Now and then we receive a question that we feel like our readers would enjoy knowing the answer to as well. With permission, we share the following from a reader, Carey. She is asking how to mix colors and says…
Q: I found a great acrylics tutorial for kids, but it needs two colors we don’t have and I don’t have time to go out and get them before tomorrow afternoon. The tutorial uses “Hooker’s green,” lime green and “a brighter green” (she doesn’t give a specific name). We have Viridian green, yellow, raw sienna, burnt umber, bright red, and titanium white (no black). Can we mix what we’ve got to get what we need?
How to Mix Colors
A: Carey, I am pleased that you took your time to ask our opinion about mixing paint colors for your projects.
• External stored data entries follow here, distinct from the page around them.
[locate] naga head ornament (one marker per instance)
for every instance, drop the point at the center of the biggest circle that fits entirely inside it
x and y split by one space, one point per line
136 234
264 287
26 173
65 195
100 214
Unfortunately, there is not a hard and fast rule for our paint colors…if I say in a tutorial to use a “bright green” paint color, then that is an invitation to the teacher or to the student artist to use a color that is bright green to him, or a color that is pleasing to him. I do NOT ascribe to trying to paint like the teacher; I have found that through years and years of art lessons that sometimes the instructor forces his or her choices of colors and techniques on a student and virtually kills all the spontaneous joy of painting!
A “teal” blue can be mixed to match whatever the instructor wants, but why not let the student experiment with color and have a joyful time painting that blue sky? Use the colors of paint that you have in small amounts…in fact, have a lesson on what colors mixed together result in another color? Relax, take a deep breath and enjoy the opportunity that you are giving your children to enjoy and express themselves!
And, Carey…be sure to tell your students our motto: “You ARE and artist!”